Week 24, 2026

This was mostly a week of getting my C base in order before going back to CUDA. I think I’ll spend a few more weeks on this, but no more than 3. I want the foundations to be boringly solid before I continue with PMPP.
This Week: Memory, Pointers, Structs, Flat Arrays
Indexing
The line that kept showing up was:
data[row * cols + col]
This is just a tiny indexing formula, but I believe this is the thing I need to become fluent with before tensors and CUDA feel natural. Remember seeing something similar for calculating the global index of threads in the PMPP book too.
A matrix here is just a flat chunk of floats with shape metadata. If the matrix has rows = 2
and cols = 3, then the value at row 1, column 2 lives at:
data[1 * 3 + 2]
Quite a straightforward thing, but I believe it touches almost everything I need later: memory layout, bounds checks, ownership, and cache behavior.
The pointer stuff
I started from the very basics: what a pointer stores, what the pointed-to value is, and who is responsible for freeing heap memory. I still need reps here, but my mental model is much less foggy now:
float *data = malloc(rows * cols * sizeof *data);
free(data);
Struct
If a helper receives a pointer to the struct, I can’t write matrix.data; I need to follow the
pointer first:
matrix->data
matrix->rows
matrix->cols
That also made some helper functions that I wrote feel more natural. In the exercises I did,
index_of was the small row-major helper, matrix_init owned allocation, matrix_free owned
cleanup, and the accessors kept the bounds checks in one place:
static size_t index_of(size_t row, size_t col, const struct Matrix *matrix) {
return row * matrix->cols + col;
}
Include guard
The header file split was another useful concept that I knew of already, but learning the declaration/definition boundary and why the header gets wrapped was good.
#ifndef MATRIX_H
#define MATRIX_H
// declarations
#endif
Naive matmul
Matrix multiplication was the first exercise that made the dimensions matter in a non-trivial way:
(2 x 3) @ (3 x 4) -> (2 x 4)
^
shared k
The function should not secretly allocate the result. The caller creates the output with the right shape, and the function either fills it or rejects the call.
Naive transpose
The transpose work I’m doing is still very vanilla, but the core idea has been:
out[col, row] = matrix[row, col]
And I kept using the stricter build setup from last week:
cc -std=c11 -Wall -Wextra -Werror -g -O1 -fsanitize=address,undefined -fno-omit-frame-pointer ...
Next Week
- Start thinking about row-major access patterns and cache locality.

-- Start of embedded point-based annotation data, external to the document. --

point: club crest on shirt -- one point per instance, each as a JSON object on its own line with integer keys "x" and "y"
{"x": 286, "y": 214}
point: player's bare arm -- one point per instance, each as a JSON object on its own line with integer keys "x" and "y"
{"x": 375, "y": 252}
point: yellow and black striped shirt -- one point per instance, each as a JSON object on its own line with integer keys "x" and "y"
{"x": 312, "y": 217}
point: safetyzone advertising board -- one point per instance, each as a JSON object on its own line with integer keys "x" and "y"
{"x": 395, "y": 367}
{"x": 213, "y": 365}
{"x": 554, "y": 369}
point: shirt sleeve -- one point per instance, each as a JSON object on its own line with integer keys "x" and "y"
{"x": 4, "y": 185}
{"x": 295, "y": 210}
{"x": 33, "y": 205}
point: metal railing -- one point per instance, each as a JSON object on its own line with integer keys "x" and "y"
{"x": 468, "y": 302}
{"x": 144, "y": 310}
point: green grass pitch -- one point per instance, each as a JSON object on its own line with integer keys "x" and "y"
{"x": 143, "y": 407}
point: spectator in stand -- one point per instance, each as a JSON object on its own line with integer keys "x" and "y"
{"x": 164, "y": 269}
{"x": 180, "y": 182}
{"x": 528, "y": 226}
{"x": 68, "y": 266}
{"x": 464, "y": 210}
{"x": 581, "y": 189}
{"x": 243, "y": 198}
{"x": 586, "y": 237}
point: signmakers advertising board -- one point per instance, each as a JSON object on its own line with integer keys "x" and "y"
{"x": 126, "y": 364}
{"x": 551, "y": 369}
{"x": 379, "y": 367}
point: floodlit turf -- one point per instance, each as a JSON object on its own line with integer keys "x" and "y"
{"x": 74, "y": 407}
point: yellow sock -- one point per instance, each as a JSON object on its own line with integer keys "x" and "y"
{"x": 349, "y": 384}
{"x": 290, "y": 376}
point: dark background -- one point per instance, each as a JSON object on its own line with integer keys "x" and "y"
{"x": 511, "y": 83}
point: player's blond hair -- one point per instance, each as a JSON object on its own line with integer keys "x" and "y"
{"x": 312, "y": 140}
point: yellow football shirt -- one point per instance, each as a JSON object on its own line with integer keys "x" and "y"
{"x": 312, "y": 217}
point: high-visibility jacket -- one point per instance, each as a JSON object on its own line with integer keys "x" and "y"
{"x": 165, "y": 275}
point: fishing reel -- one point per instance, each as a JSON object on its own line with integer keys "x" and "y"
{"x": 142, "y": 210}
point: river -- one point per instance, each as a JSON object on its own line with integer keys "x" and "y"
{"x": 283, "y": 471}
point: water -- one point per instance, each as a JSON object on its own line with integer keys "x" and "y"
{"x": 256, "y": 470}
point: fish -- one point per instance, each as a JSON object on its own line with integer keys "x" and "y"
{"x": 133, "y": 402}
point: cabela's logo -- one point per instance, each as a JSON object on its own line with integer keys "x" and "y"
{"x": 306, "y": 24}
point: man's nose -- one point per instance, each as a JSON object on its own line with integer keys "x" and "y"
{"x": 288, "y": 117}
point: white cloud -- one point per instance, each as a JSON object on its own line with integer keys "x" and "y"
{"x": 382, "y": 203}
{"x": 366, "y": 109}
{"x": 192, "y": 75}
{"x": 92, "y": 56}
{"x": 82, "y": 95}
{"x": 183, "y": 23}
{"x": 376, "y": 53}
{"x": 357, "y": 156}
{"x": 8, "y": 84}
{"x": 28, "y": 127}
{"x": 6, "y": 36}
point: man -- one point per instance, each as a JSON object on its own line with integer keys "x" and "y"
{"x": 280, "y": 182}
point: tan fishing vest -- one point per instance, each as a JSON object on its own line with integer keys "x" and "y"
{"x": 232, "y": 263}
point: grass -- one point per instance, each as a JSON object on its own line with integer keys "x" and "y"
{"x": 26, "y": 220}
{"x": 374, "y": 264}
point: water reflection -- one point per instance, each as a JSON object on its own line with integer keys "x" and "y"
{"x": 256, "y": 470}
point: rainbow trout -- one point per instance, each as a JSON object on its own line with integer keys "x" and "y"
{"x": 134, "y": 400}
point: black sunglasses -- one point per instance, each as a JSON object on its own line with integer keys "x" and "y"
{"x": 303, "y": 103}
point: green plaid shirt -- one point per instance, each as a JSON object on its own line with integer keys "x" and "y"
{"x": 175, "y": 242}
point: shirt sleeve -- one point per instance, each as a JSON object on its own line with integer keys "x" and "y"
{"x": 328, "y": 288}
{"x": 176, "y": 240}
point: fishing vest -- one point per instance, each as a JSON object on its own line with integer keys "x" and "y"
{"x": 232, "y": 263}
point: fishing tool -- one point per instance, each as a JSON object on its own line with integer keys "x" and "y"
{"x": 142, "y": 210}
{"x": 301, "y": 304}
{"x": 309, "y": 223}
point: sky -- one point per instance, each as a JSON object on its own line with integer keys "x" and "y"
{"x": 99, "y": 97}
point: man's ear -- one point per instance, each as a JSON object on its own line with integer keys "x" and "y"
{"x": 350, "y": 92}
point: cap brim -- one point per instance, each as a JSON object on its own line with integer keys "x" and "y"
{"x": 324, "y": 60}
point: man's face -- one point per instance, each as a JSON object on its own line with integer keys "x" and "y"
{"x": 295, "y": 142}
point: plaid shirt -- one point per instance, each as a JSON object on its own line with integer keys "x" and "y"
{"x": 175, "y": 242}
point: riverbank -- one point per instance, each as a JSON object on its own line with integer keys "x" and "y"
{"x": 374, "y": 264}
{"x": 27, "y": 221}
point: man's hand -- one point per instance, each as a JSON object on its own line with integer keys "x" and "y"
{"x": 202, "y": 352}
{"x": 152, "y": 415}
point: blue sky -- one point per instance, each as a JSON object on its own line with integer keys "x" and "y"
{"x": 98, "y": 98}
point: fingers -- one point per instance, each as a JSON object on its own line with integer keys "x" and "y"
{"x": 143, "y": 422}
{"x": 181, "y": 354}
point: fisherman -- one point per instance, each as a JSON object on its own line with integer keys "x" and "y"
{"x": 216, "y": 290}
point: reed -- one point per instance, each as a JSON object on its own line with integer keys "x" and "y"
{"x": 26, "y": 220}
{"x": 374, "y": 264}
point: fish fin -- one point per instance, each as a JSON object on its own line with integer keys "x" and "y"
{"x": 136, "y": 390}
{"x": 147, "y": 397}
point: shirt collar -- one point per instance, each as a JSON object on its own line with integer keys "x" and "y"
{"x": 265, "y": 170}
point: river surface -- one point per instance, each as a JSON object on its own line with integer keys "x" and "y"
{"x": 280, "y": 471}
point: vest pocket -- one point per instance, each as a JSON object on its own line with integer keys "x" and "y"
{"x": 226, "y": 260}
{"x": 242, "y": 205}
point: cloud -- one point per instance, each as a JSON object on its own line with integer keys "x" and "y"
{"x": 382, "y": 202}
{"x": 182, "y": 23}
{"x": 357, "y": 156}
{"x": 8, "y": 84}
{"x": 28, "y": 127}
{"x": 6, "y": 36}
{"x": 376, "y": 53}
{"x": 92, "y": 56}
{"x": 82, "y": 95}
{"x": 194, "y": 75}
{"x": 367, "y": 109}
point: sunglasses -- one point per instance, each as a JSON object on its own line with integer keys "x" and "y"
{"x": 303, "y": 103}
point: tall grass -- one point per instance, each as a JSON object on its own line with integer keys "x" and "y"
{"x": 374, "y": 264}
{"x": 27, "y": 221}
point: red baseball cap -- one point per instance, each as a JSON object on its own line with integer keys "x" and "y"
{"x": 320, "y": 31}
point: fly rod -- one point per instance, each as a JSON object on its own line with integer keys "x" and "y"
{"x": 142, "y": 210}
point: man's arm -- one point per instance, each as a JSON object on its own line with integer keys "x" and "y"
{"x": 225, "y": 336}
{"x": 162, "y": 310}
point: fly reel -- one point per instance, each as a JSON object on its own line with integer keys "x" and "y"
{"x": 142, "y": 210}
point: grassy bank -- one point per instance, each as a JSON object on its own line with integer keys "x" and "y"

- Slowly move from small matrix helpers toward a tiny CPU tensor library.
- Hoping to also read at least two model release technical reports: Arcee Trinity + one more
Basically, plan is to be done with my C practice with the aim of creating at least some form of a working tiny CPU Tensor library. Of course, I don’t need to be ensuring that I do it perfectly - that will come eventually as I resume the PMPP book after these next (hopefully) 2 weeks of C munching. Current thought process is that this book will guide me to also gradually write the CUDA backend for the existing library modules and eventually just help me nurture this library into a proper C/CUDA Tensor library.